I didn’t go to very many panels, but the ones I did ranged from uncontentious to quite good. I don’t really enjoy panels that purport to be recommendation panels and devolve into nerd plumage displays, so the Anime and Manga for SFF Fans panel Alec was on was not really my jam. Since I can’t do light shows, I took in a bit of the Cats Laughing concert from just outside the room and another bit on the TV, but I spent most of that time at a panel about “Why Are We Still Having This Panel?”, because I feared that it would be underattended and my friend Michael was on it. As it turned out, the audience was not crowded but was quite enthusiastic and engaged, and we had a good discussion about how to keep programming fresh–and when, at a large regional con, not to bother, since the repetitive programming does serve some people’s wants/needs.

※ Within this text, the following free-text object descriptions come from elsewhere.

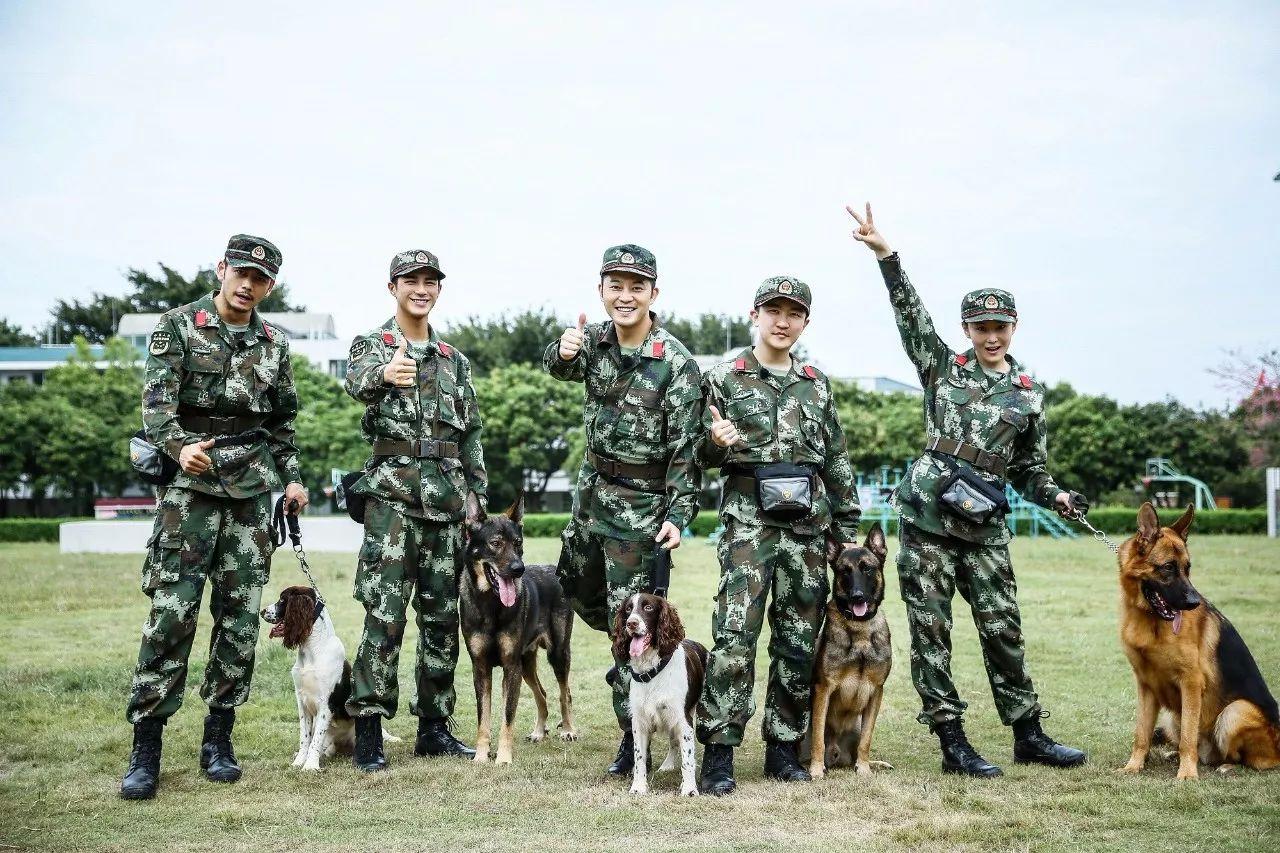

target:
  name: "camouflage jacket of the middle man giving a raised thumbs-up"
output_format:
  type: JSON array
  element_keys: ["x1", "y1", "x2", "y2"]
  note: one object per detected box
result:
[{"x1": 543, "y1": 314, "x2": 703, "y2": 540}]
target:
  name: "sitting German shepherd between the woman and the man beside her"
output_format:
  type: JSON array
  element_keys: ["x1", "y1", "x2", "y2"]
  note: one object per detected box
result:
[{"x1": 800, "y1": 521, "x2": 893, "y2": 779}]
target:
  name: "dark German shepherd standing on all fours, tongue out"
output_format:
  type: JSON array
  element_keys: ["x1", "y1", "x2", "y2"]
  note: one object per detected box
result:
[{"x1": 458, "y1": 493, "x2": 577, "y2": 765}]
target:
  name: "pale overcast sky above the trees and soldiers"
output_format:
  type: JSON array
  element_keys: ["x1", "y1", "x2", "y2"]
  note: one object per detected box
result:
[{"x1": 0, "y1": 1, "x2": 1280, "y2": 406}]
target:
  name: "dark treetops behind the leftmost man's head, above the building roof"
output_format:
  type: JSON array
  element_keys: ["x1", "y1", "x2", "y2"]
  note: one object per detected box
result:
[{"x1": 49, "y1": 264, "x2": 306, "y2": 343}]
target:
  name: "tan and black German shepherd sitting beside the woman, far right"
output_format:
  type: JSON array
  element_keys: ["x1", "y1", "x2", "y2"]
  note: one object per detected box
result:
[{"x1": 1119, "y1": 503, "x2": 1280, "y2": 779}]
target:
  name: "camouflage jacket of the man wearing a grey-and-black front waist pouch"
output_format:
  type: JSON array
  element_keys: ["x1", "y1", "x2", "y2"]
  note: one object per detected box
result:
[{"x1": 694, "y1": 347, "x2": 863, "y2": 542}]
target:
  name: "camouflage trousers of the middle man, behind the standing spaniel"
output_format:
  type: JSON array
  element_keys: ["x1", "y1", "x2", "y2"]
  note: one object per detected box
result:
[{"x1": 557, "y1": 521, "x2": 658, "y2": 731}]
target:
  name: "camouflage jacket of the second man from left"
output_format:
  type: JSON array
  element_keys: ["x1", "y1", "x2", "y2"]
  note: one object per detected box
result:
[{"x1": 346, "y1": 318, "x2": 489, "y2": 521}]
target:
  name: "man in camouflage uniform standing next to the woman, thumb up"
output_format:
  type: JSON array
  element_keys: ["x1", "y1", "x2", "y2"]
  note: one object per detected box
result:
[{"x1": 694, "y1": 277, "x2": 861, "y2": 794}]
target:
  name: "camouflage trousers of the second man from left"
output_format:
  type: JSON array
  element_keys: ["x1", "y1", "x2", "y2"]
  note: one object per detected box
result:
[{"x1": 347, "y1": 498, "x2": 462, "y2": 719}]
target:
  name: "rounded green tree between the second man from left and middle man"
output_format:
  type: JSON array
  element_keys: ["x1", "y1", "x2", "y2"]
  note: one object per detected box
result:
[{"x1": 475, "y1": 364, "x2": 582, "y2": 508}]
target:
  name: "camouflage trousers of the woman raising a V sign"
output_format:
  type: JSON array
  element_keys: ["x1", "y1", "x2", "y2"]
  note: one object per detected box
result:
[{"x1": 897, "y1": 524, "x2": 1039, "y2": 727}]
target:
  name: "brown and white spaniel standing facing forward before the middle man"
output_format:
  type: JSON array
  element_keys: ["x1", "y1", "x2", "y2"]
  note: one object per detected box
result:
[{"x1": 613, "y1": 593, "x2": 707, "y2": 797}]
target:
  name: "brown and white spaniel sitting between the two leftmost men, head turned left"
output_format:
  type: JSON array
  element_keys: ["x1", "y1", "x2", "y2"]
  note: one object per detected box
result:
[{"x1": 260, "y1": 587, "x2": 399, "y2": 770}]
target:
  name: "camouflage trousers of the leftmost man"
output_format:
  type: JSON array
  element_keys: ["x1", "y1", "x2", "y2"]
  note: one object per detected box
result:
[{"x1": 125, "y1": 488, "x2": 274, "y2": 722}]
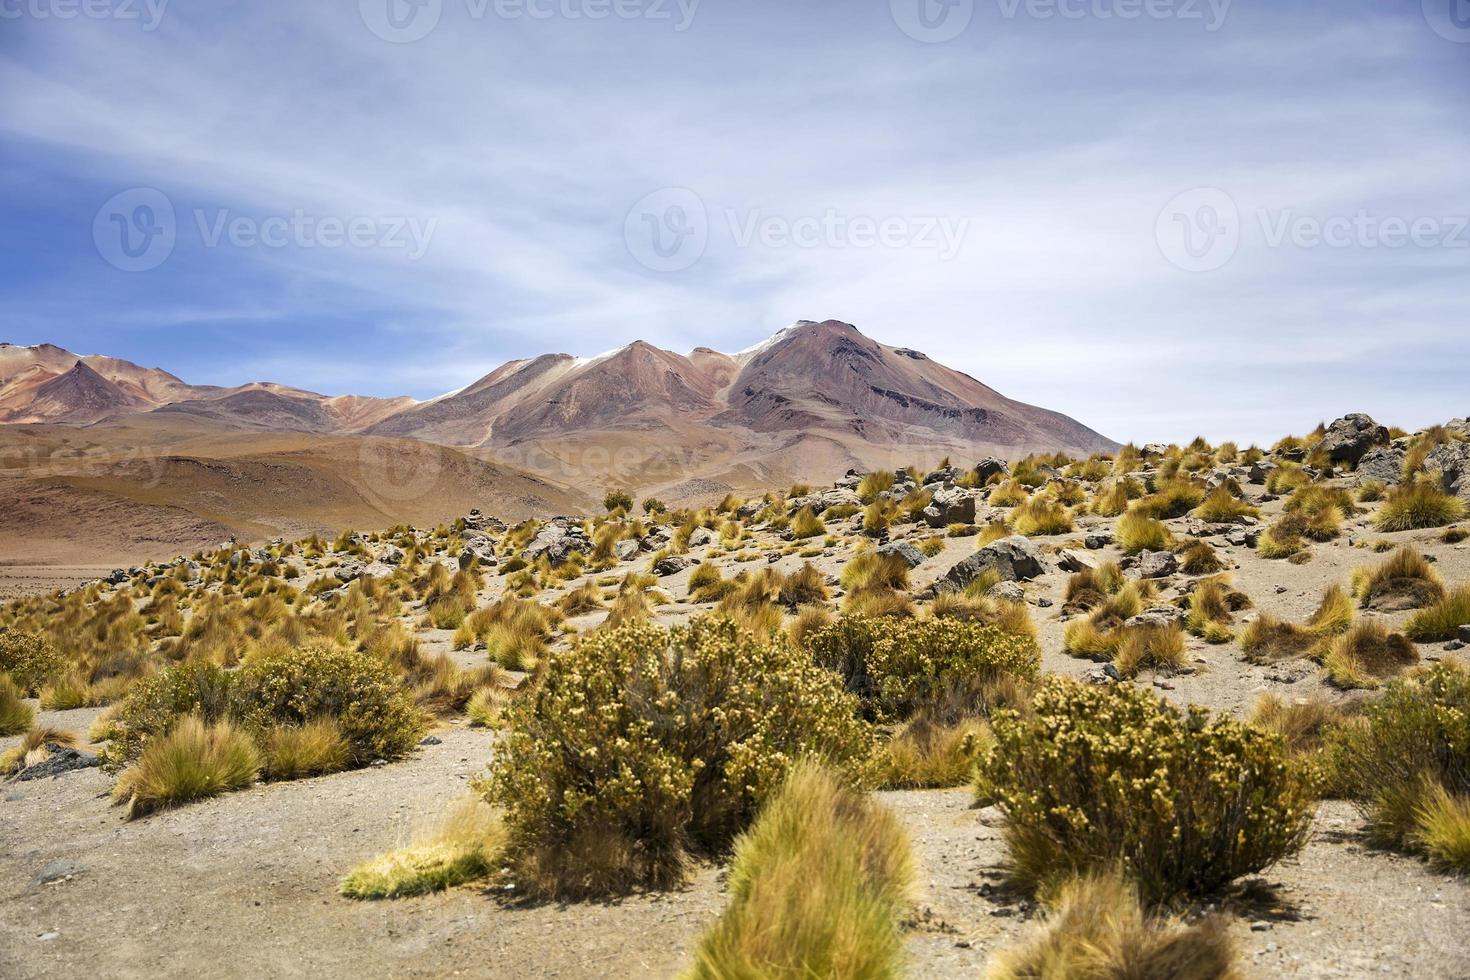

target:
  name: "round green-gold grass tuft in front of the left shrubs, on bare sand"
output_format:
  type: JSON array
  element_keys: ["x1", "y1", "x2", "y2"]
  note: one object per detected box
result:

Other than those two, I went to two panels I was on and moderated. The first one, the collaboration panel, was filled with entertaining anecdote and also with Jane Yolen’s kids doing imitations of her voice. (Heidi wins at this.) It managed to cover somewhat different ground than the previous panels I’ve done on collaboration, so go team on that front. (See above re: keeping programming fresh!) The second was the last panel of the day on Sunday, talking about middle grade optimism, YA dystopia, middle grade dystopia, what teenagers want and how we find that out, what adults let younger kids have…all sorts of good stuff. I really wish it had not been the panel right before I had to leave for Easter dinner, because there were lots of new faces listening intently and some asking interesting questions. (If this post gets to the attention of the young writer asking about how to find your own boundaries with vulgarity/profanity and writing for teens: come to Fourth Street! We get into all kinds of questions like this. Perkele.)

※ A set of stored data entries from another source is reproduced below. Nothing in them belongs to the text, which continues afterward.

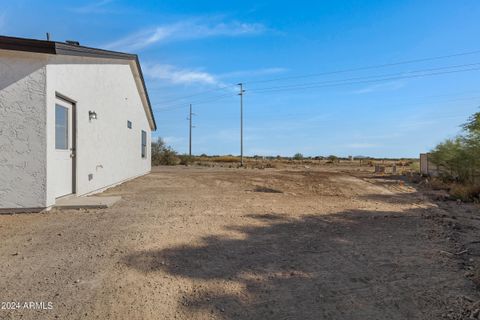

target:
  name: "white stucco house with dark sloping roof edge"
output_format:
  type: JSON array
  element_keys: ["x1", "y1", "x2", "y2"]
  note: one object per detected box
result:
[{"x1": 0, "y1": 36, "x2": 156, "y2": 212}]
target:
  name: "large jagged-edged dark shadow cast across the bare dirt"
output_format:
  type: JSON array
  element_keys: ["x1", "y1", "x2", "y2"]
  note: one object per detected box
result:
[{"x1": 124, "y1": 206, "x2": 465, "y2": 320}]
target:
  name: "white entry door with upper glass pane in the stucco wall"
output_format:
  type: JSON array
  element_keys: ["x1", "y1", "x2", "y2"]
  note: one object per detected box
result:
[{"x1": 54, "y1": 98, "x2": 75, "y2": 198}]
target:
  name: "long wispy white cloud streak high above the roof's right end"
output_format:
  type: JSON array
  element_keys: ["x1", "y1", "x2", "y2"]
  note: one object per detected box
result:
[{"x1": 103, "y1": 19, "x2": 265, "y2": 51}]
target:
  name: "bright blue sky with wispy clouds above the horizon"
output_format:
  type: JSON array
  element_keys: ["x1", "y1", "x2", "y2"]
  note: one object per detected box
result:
[{"x1": 0, "y1": 0, "x2": 480, "y2": 157}]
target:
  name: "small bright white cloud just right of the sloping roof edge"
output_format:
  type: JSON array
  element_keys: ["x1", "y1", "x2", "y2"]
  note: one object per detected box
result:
[{"x1": 144, "y1": 64, "x2": 220, "y2": 85}]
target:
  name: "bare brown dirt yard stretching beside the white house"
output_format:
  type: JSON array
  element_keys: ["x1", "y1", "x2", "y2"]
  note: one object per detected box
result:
[{"x1": 0, "y1": 167, "x2": 480, "y2": 319}]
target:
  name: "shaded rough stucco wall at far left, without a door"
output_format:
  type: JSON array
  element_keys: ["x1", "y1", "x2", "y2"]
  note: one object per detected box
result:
[{"x1": 0, "y1": 50, "x2": 47, "y2": 211}]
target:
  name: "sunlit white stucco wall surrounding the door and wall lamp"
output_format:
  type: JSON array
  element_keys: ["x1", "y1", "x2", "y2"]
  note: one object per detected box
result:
[{"x1": 46, "y1": 56, "x2": 151, "y2": 205}]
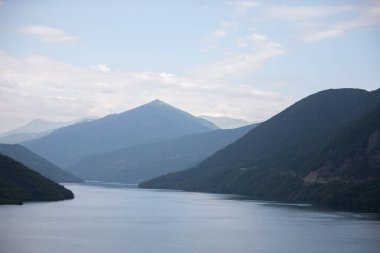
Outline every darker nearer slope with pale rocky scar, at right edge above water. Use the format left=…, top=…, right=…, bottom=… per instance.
left=291, top=103, right=380, bottom=212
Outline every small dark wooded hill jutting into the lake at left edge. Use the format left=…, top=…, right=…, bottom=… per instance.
left=0, top=155, right=74, bottom=204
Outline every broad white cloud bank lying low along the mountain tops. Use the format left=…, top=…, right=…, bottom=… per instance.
left=0, top=51, right=293, bottom=131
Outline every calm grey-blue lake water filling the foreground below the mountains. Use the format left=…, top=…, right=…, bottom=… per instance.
left=0, top=184, right=380, bottom=253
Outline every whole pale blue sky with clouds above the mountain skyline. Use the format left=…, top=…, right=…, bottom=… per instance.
left=0, top=0, right=380, bottom=132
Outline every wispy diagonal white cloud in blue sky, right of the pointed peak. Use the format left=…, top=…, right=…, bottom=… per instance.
left=190, top=33, right=286, bottom=79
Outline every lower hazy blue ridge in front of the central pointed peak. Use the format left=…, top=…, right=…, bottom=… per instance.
left=67, top=125, right=255, bottom=183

At our reading, Alec and I read one jointly written story in alternating sections, and then with time constraints we chose to have me read one of my solo stories. That seemed to go pretty well. We were followed in the same room by Pamela Dean, Naomi Kritzer, and Michael Merriam, so a) lots of good stuff read and b) the cookies I brought got eaten. Pamela’s astronomical werewolves were amazing, Naomi had me on the edge of my seat about whether the Berlin Wall would actually fall this time, and I’m all excited about Michael’s new thing. Yay readings. I like readings.

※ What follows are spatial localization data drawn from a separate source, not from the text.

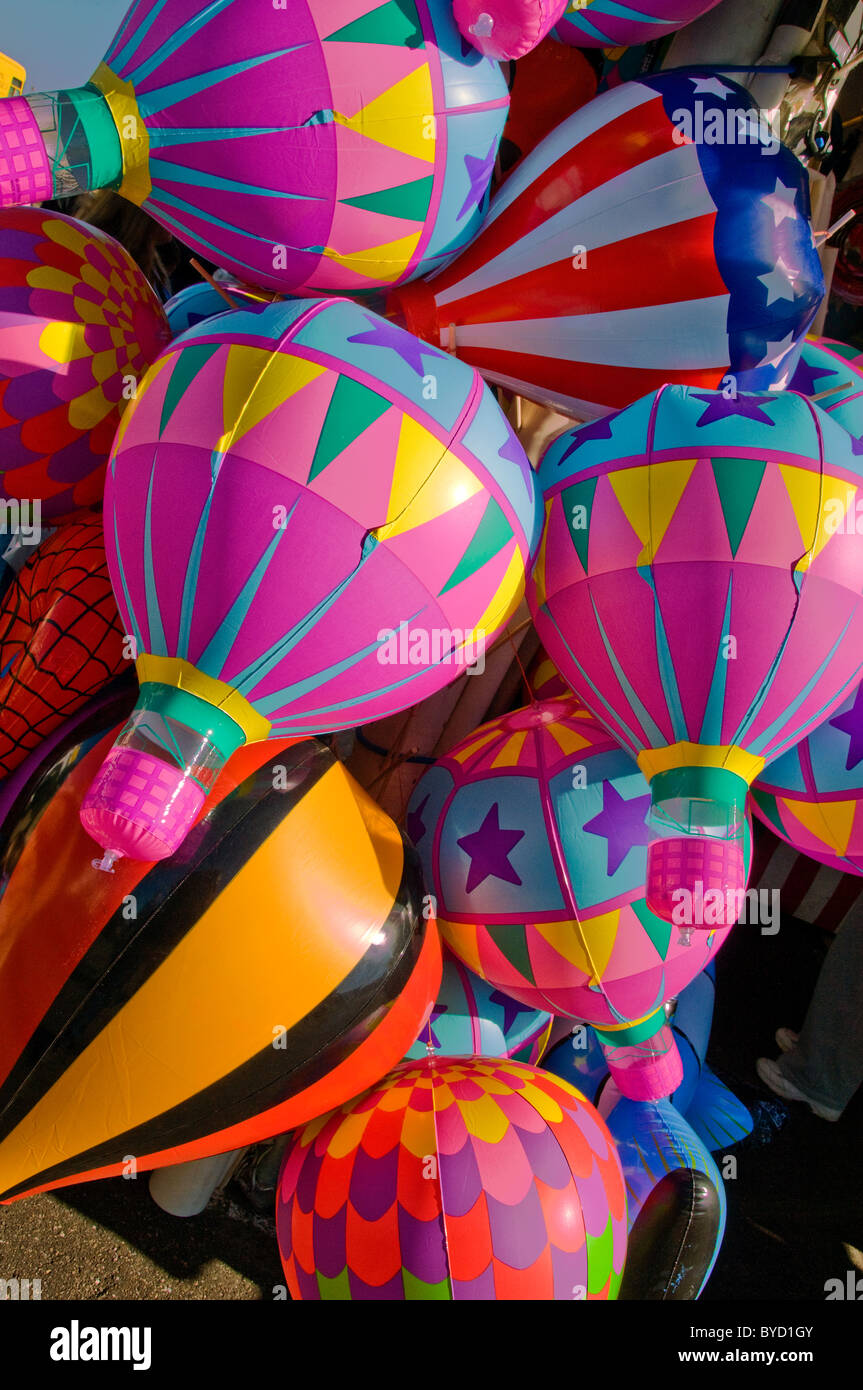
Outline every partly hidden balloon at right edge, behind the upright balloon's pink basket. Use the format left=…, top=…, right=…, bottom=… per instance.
left=752, top=685, right=863, bottom=874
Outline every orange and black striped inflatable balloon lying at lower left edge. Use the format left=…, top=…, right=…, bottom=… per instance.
left=0, top=726, right=441, bottom=1201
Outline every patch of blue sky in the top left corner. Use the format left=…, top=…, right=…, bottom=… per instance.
left=0, top=0, right=129, bottom=92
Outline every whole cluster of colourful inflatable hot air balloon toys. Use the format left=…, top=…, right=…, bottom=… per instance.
left=0, top=0, right=863, bottom=1301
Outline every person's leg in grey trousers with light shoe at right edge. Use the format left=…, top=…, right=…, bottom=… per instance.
left=775, top=913, right=863, bottom=1111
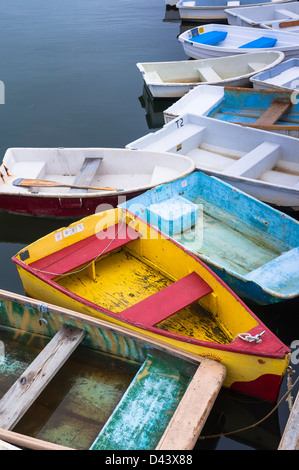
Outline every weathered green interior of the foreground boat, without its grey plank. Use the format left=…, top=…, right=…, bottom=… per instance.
left=0, top=298, right=198, bottom=450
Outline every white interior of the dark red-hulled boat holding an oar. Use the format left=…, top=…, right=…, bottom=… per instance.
left=0, top=148, right=194, bottom=197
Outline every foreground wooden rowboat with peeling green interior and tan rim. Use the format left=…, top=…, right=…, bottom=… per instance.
left=0, top=290, right=225, bottom=450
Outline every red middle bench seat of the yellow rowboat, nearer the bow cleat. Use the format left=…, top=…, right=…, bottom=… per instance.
left=119, top=272, right=213, bottom=326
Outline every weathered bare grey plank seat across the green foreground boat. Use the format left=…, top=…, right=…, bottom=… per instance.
left=0, top=325, right=85, bottom=429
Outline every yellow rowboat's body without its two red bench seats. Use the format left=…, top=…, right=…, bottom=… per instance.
left=13, top=209, right=289, bottom=401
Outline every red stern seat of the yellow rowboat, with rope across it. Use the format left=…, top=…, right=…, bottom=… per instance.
left=30, top=224, right=140, bottom=280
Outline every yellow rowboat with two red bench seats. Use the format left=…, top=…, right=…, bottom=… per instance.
left=13, top=208, right=290, bottom=402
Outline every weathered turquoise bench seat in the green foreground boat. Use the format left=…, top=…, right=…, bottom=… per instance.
left=90, top=356, right=189, bottom=450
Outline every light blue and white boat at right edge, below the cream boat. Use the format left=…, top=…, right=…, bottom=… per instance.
left=250, top=59, right=299, bottom=93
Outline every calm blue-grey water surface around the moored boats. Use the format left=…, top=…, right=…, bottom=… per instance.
left=0, top=0, right=299, bottom=450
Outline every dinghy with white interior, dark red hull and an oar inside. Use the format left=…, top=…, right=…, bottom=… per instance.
left=0, top=148, right=194, bottom=217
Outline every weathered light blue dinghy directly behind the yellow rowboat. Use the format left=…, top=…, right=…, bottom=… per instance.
left=120, top=171, right=299, bottom=305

On the up side, I didn’t really feel crushed by walls of people at a Minicon that was twice as large as usual. I was a bit worried about that, so it was a relief that it didn’t actually happen. On the down side, it was very, very easy to simply never see a friend, or to lose them Saturday morning and never see them again. At most Minicons, there’ll be one or two people who fit that description. At this one at least a dozen. This is why I don’t like big conventions. At a convention of 50-150 people, if it’s a good con, you will of course have the problem of not having enough time for everything fun. This is a good problem to have. But at a convention of 1000 people, you not only don’t have enough time for everything fun, you don’t even have any idea what’s going on where at any given time. You don’t have the chance to prioritize, “Hmm, I said I wanted to catch up more with X at lunch on Saturday, but I haven’t even said a single word to Y, so I’ll go talk to Y and hope there’s still time after that before X goes to the airport.” Because where is X? Where is Y? I’m good at algebra. This is supposed to work out for me. So…I’m not going to refuse to go to conventions of this size, but this is why I am more than a bit ambivalent about them even when they go well.